I had just recently factory reset my samsung S90C QDOLED - and had to work through the annoying process of dialing the settings back to something sane and tasteful. Filmmaker mode only got it part of the way there. The white balance was still set to warm, and inexplicably HDR was static (ignoring the content 'hints'), and even then the contrast seemed off, and I had to set the dynamic contrast to 'low' (whatever that means) to keep everything from looking overly dark.
It makes me wish that there was something like an industry standard 'calibrated' mode that everyone could target - let all the other garbage features be a divergence from that. Hell, there probably is, but they'd never suggest a consumer use that and not all of their value-add tackey DSP.
"Warm" or "Warm 2" or "Warm 50" is the correct white point on most TVs. Yes, it would make sense if some "Neutral" setting was where they put the standards-compliant setting, but in practice nobody ever wants it to be warmer than D6500, and lots of people want it some degree of cooler, so they anchor the proper setting to the warm side of their adjustment.
When you say that "HDR is static" you probably mean that "Dynamic tone-mapping" was turned off. This is also correct behavior. Dynamic tone-mapping isn't about using content settings to do per-scene tone-mapping (that's HDR10+ or Dolby Vision, though Samsung doesn't support the latter), it's about just yoloing the image to be brighter and more vivid than it should be rather than sticking to the accurate rendering.
What you're discovering here is that the reason TV makers put these "garbage features" in is that a lot of people like a TV picture that's too vivid, too blue, too bright. If you set it to the true standard settings, people's first impression is that it looks bad, as yours was. (But if you live with it for a while, it'll quickly start to look good, and then when you look at a blown-out picture, it'll look gross.)
This is all correct.
“Filmmaker Mode” on LG OLED was horrible. Yes, all of the “extra” features were off, but it was overly warm and unbalanced as hell. I either don’t understand “Filmmakers” or that mode is intended to be so bad that you will need to fix it yourself.
Filmmaker is warm because it follows the standardized D6500 whitepoint. But that's the monitor whitepoint it is mastered against, and how it's intended to be seen.
TV producers always set their sets to way higher by default because blue tones show off colors better.
As a result of both that familiarity and the better saturation, most people don't like filmmaker when they try to use it at first. After a few weeks, though, you'll be wondering why you ever liked the oversaturated neons and severely off brightness curve of other modes.
Or not, do whatever you want, it's your TV!
The whites in Filmmaker Mode are not off. They'll look warm to you if you're used to the too-blue settings, but they're completely and measurably correct.
I'd suggest living with it for a while; if you do, you'll quickly get used to it, and then going to the "standard" (sic) setting will look too blue.
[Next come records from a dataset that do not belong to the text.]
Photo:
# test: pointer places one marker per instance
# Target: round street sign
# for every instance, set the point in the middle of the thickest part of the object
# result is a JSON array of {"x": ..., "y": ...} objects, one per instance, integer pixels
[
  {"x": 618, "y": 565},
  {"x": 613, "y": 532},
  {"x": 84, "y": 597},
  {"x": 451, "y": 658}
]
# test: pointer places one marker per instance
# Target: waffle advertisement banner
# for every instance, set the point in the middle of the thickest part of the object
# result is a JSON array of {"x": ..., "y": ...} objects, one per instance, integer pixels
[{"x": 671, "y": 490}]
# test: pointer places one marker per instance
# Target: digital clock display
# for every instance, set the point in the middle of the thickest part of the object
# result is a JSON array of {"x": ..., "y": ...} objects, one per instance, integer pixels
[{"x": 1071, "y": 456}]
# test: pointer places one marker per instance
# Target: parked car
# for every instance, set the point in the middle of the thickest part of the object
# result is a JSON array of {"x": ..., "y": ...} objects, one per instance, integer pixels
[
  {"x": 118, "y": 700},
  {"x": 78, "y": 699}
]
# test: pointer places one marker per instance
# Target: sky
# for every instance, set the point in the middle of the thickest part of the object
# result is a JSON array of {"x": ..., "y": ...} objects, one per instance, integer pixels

The problem is that comparing to all the monitors I have, specifically the one in my Lenovo Yoga OLED that is supposed to be very accurate, whites are very warm in filmmaker mode. What's that about?
Your monitor is probably set to the wrong settings for film content. Almost all monitors are set to a cool white point out of the box. If you're not producing film or color calibrated photography on your monitor, there is no standard white temperature for PC displays.
still looks like yellow piss.
Disclaimer: i prefer movies to look like reality. but apparently this is far away from "artistic purpose".